Эта книга находится в разделах

Список книг по данной тематике

Реклама

В.М. Тихонов, Кан Мангиль.   История Кореи. Том 2. Двадцатый век

а) Движение 1 марта — истоки, развитие, итоги

Колонизация Кореи Японией проходила в контексте общего развития мировой системы империализма, в условиях жесткого межимпериалистического соперничества. Конкуренция вначале со стороны Китая, а потом со стороны России не давала Японии возможности приступить к превращению Кореи в протекторат вплоть до окончания Русско-японской войны. Неудивительно, что в сердцах интеллигентов колонизированной Кореи продолжала жить надежда на то, что в какой-то исторический момент изменения в мировой системе, в соотношении сил между Японией и другими державами дадут корейскому народу шанс на восстановление утраченной государственности. Так как в первой мировой войне Япония встала на сторону Антанты, немалая часть корейской эмигрантской интеллигенции в Китае стала возлагать надежды на возможную победу Германии и ее союзников. К февралю 1917 г., с известиями о демократической революции в России, новой надеждой для корейских интеллигентов стали прогрессивные социальные преобразования, которые смогли бы, в конце концов, избавить население колоний от порабощения. С энтузиазмом встретил события в России перебравшийся к 1918 г. на территорию российского Приморья вождь националистической эмиграции Пак Ынсик, заявивший в 1919 г., что, перейдя «от крайнего империализма к крайней форме республиканского строя, Россия заложила основы преобразования всего мира на основе справедливости и гуманности». По-видимому, лидеры эмиграции питали надежды на то, что преобразования в России дадут импульс подвижкам в сторону либерализма и демократии и в Японии, что сможет, в конце концов, позитивно сказаться и на решении корейского вопроса. Интересно, что пример России подвигнул Пак Ынсика и других лидеров корейской эмиграции в Китае издать в июле 1917 г. «Декларацию национального единения» (Тэдон тангёль сонон), в которой заявлялось о том, что монархия в Корее исчерпала себя, и предлагалось создать временное корейское правительство в изгнании на основе республиканских принципов.

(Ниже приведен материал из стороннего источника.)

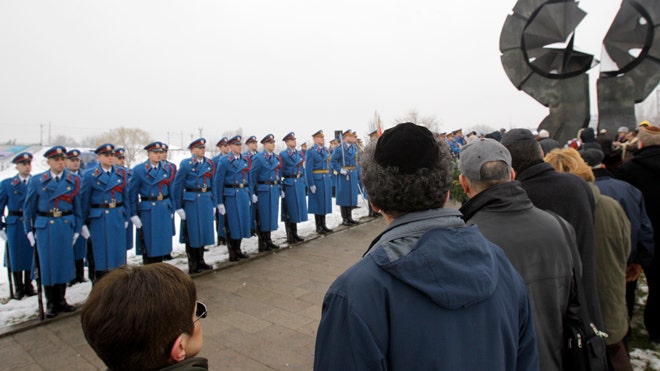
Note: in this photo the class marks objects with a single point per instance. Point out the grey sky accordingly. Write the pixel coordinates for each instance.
(266, 65)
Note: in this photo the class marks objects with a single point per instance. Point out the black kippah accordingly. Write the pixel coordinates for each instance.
(408, 147)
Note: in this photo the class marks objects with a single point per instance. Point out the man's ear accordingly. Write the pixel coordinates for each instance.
(178, 352)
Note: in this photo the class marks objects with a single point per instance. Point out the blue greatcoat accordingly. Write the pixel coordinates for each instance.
(193, 186)
(149, 193)
(12, 196)
(293, 182)
(106, 208)
(232, 186)
(317, 169)
(54, 234)
(266, 174)
(345, 156)
(80, 247)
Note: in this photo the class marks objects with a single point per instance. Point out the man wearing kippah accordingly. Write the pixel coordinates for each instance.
(53, 220)
(505, 215)
(106, 207)
(19, 254)
(80, 247)
(151, 208)
(194, 202)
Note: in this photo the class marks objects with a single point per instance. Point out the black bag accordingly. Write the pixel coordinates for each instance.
(584, 347)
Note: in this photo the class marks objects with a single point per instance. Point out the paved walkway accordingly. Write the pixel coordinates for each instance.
(263, 312)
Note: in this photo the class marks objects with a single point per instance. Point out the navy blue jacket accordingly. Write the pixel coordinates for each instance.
(432, 294)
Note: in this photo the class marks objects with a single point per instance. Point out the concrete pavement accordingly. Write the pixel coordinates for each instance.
(263, 312)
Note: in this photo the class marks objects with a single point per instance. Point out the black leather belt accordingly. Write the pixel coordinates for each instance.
(111, 205)
(156, 198)
(54, 214)
(202, 190)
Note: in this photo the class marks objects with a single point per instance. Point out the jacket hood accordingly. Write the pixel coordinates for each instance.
(452, 264)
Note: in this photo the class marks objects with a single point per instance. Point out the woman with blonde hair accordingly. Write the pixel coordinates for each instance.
(612, 248)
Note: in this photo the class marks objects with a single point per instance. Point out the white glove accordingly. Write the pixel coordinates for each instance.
(84, 231)
(31, 238)
(136, 221)
(182, 214)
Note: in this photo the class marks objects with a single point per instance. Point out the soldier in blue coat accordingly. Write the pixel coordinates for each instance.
(120, 161)
(317, 169)
(194, 203)
(220, 223)
(80, 247)
(106, 209)
(20, 255)
(53, 220)
(150, 205)
(265, 173)
(251, 144)
(234, 194)
(294, 204)
(344, 162)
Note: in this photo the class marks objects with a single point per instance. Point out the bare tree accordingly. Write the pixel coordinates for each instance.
(431, 122)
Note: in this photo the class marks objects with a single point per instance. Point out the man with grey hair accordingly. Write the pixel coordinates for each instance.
(532, 239)
(430, 293)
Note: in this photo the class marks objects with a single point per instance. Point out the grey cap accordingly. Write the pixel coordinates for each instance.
(479, 152)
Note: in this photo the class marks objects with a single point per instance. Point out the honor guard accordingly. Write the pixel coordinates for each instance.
(220, 225)
(265, 173)
(234, 195)
(251, 144)
(120, 161)
(194, 203)
(151, 206)
(317, 169)
(80, 247)
(53, 220)
(344, 162)
(106, 207)
(19, 254)
(294, 204)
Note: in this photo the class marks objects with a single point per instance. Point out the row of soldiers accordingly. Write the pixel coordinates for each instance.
(91, 210)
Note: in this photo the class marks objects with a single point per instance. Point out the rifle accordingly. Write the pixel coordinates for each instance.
(10, 278)
(37, 276)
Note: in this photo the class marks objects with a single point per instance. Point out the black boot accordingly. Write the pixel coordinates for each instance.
(51, 310)
(325, 227)
(19, 292)
(262, 242)
(231, 251)
(319, 224)
(62, 305)
(289, 233)
(201, 264)
(27, 284)
(294, 230)
(239, 253)
(344, 216)
(269, 241)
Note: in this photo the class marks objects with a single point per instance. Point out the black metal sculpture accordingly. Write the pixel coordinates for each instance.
(539, 58)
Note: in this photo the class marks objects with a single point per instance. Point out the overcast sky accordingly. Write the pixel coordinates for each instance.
(268, 66)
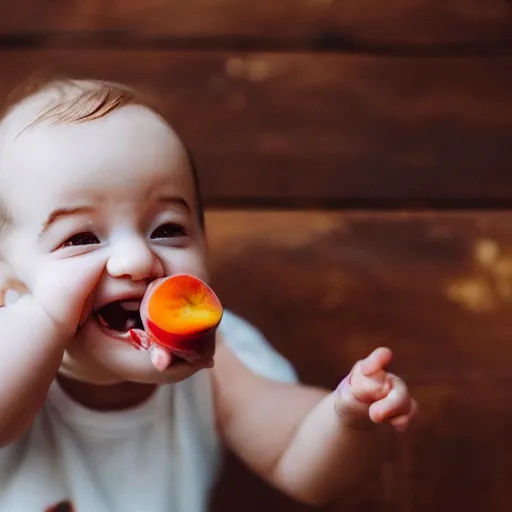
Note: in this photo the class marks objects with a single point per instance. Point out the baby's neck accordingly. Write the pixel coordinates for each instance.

Новым импульсом для активизации национально-освободительного движения как в эмиграции, так и внутри Кореи стали события конца 1917 — начала 1918 г. С одной стороны, в России пришла к власти радикальная социалистическая коалиция во главе с партией большевиков. В Декрете о мире, принятом II Всероссийским съездом Советов 26 октября 1917 г., Советское правительство объявило о безусловной и немедленной отмене всего содержания тайных договоров, «поскольку оно направлено... к доставлению выгод и привилегий русским помещикам и капиталистам, к удержанию или увеличению аннексий великороссов...». В Обращении ко всем трудящимся-мусульманам России и Востока от 20 ноября 1917 г. Советская Россия заявила о своем стремлении «помочь угнетенным народам мира завоевать себе свободу», и прямо указала на ряд аннулированных ею договоров, противоречивших интересам полуколониальных и зависимых народов Азии. С другой стороны, в своем обращении к Конгрессу США 8 января 1918 г. президент США В.Вильсон изложил знаменитые «14 пунктов» (сделавшие его в 1919 г. лауреатом Нобелевской премии мира), включавшие, в частности, «справедливое разрешение колониальных вопросов с принятием во внимание интересов населения колоний». Этот пункт был истолкован корейской националистической интеллигенцией как признание права колоний на самоопределение.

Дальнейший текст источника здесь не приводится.